Double Dereference

Parallel programming depends on the atomic primitives available on the processor the parallel program is written on. Some form of synchronization between threads of execution is required so that they do not interfere with each other when trying to update shared state. However, different primitives have differing power. Simple atomic loads and stores are less powerful than an atomic compare-exchange instruction, for example.

By providing a wide range of atomic instructions, the x86 platform is well suited to implementing many parallel algorithms. Note that any algorithm may be implemented via a set of locks that prevent concurrent execution within critical sections. So technically, if we could just construct locking primitives from the atomic instructions, then we are okay. However, we would like to construct algorithms that execute faster than those that are barely possible.

By allowing multiple threads to execute simultaneously, and concurrently alter the same data structure we can improve performance. The trick here is to use lock-free and wait-free algorithms. The problem is that this is easier said than done. It can be extremely difficult to construct a new lock-free algorithm using the atomic primitives available. Thus adding new ones can open up new possibilities.

An alternate method of improving parallel algorithms is to use transactional memory.
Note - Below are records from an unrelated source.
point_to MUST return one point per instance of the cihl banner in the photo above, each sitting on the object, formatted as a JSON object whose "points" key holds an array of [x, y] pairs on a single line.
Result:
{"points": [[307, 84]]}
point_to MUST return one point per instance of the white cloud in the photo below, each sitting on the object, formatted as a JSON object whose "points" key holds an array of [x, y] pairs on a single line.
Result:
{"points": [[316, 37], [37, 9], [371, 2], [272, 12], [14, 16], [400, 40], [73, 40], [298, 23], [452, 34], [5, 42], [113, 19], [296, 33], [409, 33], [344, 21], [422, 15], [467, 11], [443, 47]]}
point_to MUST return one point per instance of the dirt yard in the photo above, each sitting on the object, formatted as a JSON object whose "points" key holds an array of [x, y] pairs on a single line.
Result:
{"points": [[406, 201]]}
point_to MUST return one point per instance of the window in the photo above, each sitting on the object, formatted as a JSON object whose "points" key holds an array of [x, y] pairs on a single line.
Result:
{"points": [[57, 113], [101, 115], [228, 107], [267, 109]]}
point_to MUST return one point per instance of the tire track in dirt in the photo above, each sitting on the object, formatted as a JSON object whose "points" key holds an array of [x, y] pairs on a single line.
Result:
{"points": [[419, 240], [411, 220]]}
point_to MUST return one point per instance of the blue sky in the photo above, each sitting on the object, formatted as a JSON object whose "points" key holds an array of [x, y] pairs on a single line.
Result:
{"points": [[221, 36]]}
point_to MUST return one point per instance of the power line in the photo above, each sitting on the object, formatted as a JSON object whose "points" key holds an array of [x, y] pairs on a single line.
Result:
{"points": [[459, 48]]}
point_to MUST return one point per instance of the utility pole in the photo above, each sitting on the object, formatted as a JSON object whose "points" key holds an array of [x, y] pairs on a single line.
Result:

The is the approach taken by AMD's proposed Advanced Synchronization Facility. In such a scheme, one tentatively makes changes to a data structure, and then atomically "commits" those changes if no other thread has interfered in the meantime. The advantage of such a scheme is that transactions can be nested, allowing parallel algorithms to be composed of smaller simpler algorithms. In general, lock-based algorithms do not compose simply due to lock-order issues causing the possibility of deadlock.

Unfortunately, transactional memory isn't a perfect solution for efficient parallel algorithms. The problem it has is that progress isn't guaranteed. Threads may "live-lock" by contending for the same resources and interfering with each others updates. Since a change may only be committed if there is no interference, no real work is done as the changes are repeatedly rolled back. If transactions are composed, then the probability of failure increases as more memory locations need to be touched. Thus real-world transactional algorithms require hacks like exponential back-off in order to work.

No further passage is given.